La résolution, mise au point par des pays du Golfe et parrainée
notamment par la Jordanie, demande à "toutes les parties" au conflit de
négocier dans les plus brefs délais une "cessation rapide" des
hostilités. Mais elle n'impose pas à la coalition arabe qui combat les
Houthis, soutenus par l'Iran, de suspendre les raids aériens. Tout au
plus exhorte-t-elle les combattants à préserver la population civile et
charge-t-elle le secrétaire général de l'Onu, Ban Ki-moon, de "redoubler
d'efforts pour faciliter la livraison de l'aide humanitaire".
Le Conseil de sécurité s'était contenté jusqu'ici de proclamer
son soutien au président "légitime" Hadi, réfugié en Arabie saoudite.

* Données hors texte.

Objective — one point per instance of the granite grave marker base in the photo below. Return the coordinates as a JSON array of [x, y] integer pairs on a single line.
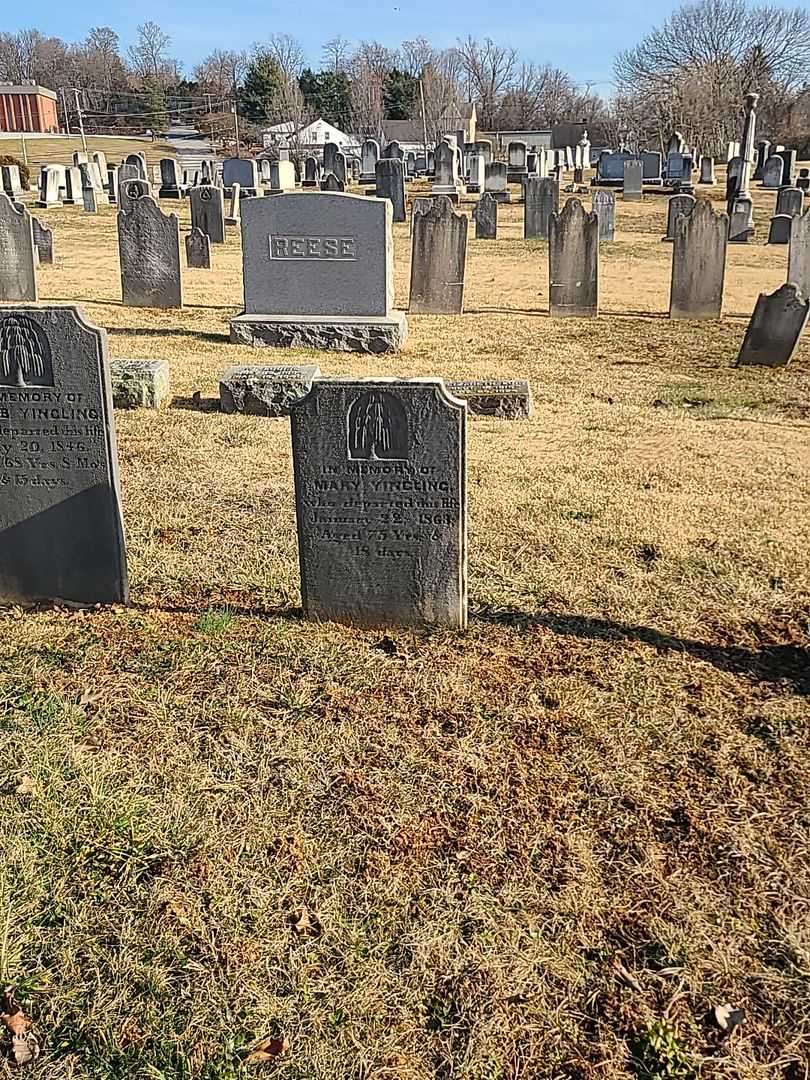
[[62, 535], [379, 472]]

Avant le début de la campagne aérienne, il avait imposé des sanctions
contre deux commandants houthis et contre l'ex-président Saleh. Le gel
de leurs avoirs et l'interdiction de voyage n'ont pas infléchi ces
acteurs de la crise yéménite dans leur conquête du pouvoir. Mardi, le
Conseil a décidé le gel des avoirs et une interdiction de voyage contre
le chef des Houthis Abdel Malek Al-Houthi et contre Ahmed Ali Abdallah
Saleh, fils de l'ex-président.
Centaines de civils tués
Néanmoins, des
diplomates du Conseil se montrent sceptiques sur de telles mesures. Ils
rappellent que selon des experts de l'Onu, le Yémen compte déjà plus de
40 millions d'armes et que les Houthis ne voyagent pas régulièrement, ni
ne disposent d'importants comptes bancaires à l'étranger. Quant à
l'embargo sur les armes, l'Iran, qui est soupçonné malgré ses démentis
d'en fournir aux Houthis, est déjà sous le coup d'un embargo. Ce qui n'a
pas empêché Washington d'exhorter l'Iran à le respecter.

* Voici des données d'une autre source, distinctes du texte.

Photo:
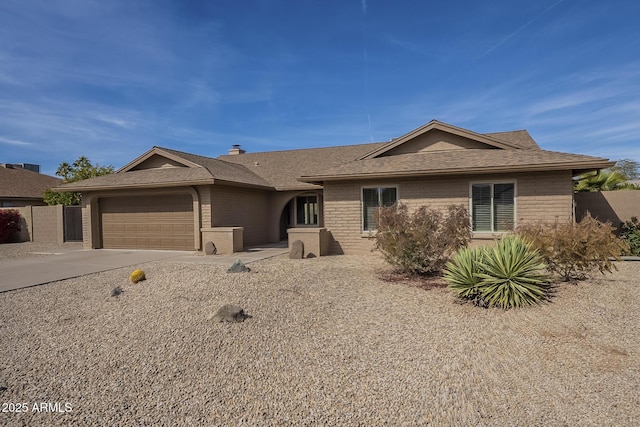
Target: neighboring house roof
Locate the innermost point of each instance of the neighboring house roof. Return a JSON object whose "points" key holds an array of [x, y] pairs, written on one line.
{"points": [[433, 149], [18, 183]]}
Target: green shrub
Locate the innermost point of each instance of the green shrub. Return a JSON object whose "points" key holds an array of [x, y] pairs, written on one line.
{"points": [[509, 274], [9, 225], [137, 276], [512, 274], [422, 242], [461, 273], [630, 232], [575, 250]]}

Téhéran, qui a condamné la campagne aérienne mené par son rival
saoudien, a proposé de son côté un plan visant à pacifier le Yémen en
ménageant ses alliés houthis. "J'ai proposé un cessez-le-feu, suivi d'un
dialogue incluant toutes les parties et facilité par d'autres", a
déclaré le ministre des Affaires étrangères, Javad Zarif.

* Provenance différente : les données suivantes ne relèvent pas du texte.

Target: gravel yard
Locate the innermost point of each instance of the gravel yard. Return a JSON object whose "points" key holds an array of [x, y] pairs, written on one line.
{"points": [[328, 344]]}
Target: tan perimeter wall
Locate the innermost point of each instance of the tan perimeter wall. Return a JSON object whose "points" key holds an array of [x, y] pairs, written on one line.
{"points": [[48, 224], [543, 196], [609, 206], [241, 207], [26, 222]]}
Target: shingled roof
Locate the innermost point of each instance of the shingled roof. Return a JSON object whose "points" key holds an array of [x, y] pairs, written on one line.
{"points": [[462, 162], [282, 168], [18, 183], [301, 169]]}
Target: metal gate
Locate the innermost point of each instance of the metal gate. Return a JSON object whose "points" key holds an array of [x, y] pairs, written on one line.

L'ambassadeur russe à l'Onu, Vitali Tchourkine, a souligné que Moscou
aurait préféré que "l'embargo sur les armes soit total", c'est-à-dire
concerne les deux camps et pas seulement les Houthis. Il a aussi estimé
que la résolution n'insistait pas assez sur l'urgence d'une trêve
humanitaire.
Parallèlement, le Haut-Commissaire de l'Onu aux droits de
l'Homme, Zeid Ra'ad al-Hussein, a demandé une enquête sur les pertes
civiles au Yémen où 736 morts ont été enregistrés depuis le début de
l'escalade du conflit. Mais les chiffres réels sont plus élevés car de
nombreux corps ne sont pas envoyés dans les centres médicaux, a indiqué
l'Organisation mondiale de la santé (OMS).
Mardi, les raids aériens et
les combats ont fait 52 morts, majoritairement des Houthis, dans le sud,
selon diverses sources.
El-Qaëda au Yémen a, lui, annoncé dans un communiqué la mort d'un de
ses idéologues en chef, Ibrahim al-Rubaish, tué la veille dans une
attaque de drone américain, signe que les Etats-Unis continuent, malgré
le conflit, leur action contre le réseau extrémiste.